Hoyer does not neglect to cover the Stasi, the East German secret police, an institution that penetrated the society that was its hostage more thoroughly, by the numbers, than even the Gestapo in its day. She concedes one of the key points of East German–West German history: the jubilation of 1989, when East Germans chanting Wir sind das Volk, “We are the people,” switched to Wir sind ein Volk, “We are one people,” the call for reunification. But Hoyer does not treat this exhilaration thoroughly. The end of the East German government comes almost as a surprise to Hoyer’s readers.

 

And therein lies the essential flaw behind Hoyer’s own wall. Before 1989, the citizens of the East Germany sometimes pretended to themselves that East Germany was a country — they had little choice. In their fiction and movies, some still do — this form of nostalgia Germans have dubbed “Ostalgie.” But East Germany was not a country. It was a regime. And it is the job of historians to make that clear. In her conclusions, asides, and selective anecdotes, Hoyer earns for East Germany an analogy to the slave region that was the American South before the Civil War.

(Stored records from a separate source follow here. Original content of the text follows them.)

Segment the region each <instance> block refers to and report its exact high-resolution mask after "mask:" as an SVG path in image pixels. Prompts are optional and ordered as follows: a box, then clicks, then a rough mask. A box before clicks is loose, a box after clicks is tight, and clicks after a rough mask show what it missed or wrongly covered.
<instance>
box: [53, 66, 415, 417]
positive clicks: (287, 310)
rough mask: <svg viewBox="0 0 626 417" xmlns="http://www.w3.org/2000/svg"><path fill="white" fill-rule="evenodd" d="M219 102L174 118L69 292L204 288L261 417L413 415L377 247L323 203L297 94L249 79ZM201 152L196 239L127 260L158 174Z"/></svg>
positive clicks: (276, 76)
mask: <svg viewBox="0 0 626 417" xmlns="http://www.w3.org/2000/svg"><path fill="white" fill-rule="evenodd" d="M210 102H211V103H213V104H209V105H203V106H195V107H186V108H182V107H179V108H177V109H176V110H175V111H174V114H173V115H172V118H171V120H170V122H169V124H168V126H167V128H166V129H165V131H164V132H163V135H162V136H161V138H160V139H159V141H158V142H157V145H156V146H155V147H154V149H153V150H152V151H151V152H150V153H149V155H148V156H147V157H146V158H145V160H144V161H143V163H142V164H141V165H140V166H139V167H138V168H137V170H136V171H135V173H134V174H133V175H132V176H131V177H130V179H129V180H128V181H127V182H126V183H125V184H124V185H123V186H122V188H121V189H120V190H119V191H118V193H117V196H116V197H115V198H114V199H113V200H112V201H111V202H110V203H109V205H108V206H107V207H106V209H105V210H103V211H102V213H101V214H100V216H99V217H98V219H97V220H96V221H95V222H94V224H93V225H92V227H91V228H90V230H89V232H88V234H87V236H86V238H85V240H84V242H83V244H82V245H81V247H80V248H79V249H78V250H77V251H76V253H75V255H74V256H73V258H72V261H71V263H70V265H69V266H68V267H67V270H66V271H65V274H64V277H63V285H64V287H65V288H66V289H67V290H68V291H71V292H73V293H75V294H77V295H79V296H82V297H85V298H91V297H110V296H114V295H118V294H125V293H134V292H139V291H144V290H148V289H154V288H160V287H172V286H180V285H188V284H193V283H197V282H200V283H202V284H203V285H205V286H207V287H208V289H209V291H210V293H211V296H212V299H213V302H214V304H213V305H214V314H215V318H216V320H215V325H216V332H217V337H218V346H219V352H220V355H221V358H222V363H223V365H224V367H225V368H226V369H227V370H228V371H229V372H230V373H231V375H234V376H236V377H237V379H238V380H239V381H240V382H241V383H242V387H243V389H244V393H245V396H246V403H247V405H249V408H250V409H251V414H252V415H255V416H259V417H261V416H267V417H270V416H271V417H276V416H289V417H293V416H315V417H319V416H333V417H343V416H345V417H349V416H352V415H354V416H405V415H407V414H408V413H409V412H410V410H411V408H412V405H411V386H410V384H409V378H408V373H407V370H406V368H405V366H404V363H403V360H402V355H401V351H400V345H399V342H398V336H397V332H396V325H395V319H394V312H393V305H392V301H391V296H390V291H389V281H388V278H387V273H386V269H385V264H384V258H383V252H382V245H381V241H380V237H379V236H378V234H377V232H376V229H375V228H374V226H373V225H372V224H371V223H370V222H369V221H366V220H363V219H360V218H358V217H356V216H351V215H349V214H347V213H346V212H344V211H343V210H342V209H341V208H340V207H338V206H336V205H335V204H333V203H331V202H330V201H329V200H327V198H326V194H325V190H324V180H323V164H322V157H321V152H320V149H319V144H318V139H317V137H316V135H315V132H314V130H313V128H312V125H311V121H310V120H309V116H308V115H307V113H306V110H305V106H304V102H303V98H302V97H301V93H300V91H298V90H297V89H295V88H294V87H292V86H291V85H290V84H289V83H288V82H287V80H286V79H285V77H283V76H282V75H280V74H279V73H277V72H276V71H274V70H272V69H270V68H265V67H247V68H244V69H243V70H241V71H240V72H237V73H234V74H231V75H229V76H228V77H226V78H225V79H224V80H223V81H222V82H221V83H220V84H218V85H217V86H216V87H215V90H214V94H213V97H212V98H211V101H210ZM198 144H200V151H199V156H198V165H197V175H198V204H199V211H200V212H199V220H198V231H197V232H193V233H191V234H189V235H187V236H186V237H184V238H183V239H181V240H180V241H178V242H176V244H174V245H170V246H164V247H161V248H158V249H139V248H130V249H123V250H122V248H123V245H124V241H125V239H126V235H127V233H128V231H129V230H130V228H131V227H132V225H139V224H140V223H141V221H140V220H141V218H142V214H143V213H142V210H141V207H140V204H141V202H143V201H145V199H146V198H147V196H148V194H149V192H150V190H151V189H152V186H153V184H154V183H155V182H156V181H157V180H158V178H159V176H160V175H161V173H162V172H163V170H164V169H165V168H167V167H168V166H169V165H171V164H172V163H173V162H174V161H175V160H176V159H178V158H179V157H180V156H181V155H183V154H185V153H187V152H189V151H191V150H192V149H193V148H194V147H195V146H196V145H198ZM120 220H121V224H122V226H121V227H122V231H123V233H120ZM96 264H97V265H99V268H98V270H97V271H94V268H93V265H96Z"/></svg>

Walter Ulbricht, she says, much of the time “made East Germany work for many of its citizens.” Slavery before 1860 also “worked” — for plantation lords on the Potomac and textile consumers the world round.

 

Though she writes carefully, Hoyer provides fodder for those who would exploit the general lack of collective memory to advance forgotten East Germany as evidence for currently popular goals such as economic redistribution. “For those on the left,” commented one host of the book in his podcast, “it has real value.”

 

Indeed. And this is a tragedy for the rest of us, who regret East Germany just as much as Hoyer, but for another reason. What we regret is our own willingness to succumb to the ease of détente, or accept the doctored data from the regimes of the East Bloc. Perhaps less Rapprochement and more pressure upon both East Berlin and Moscow would have toppled the Soviet Empire — a day, a week, a year, or years earlier. A year is an eternity to someone in prison. The hope is that writers and screenwriters of Hoyer’s caliber devote their next work to, say, the Stasi, or the conditions in the DDR prisons. Otherwise, the discussion will just drift onward — and toward Tara.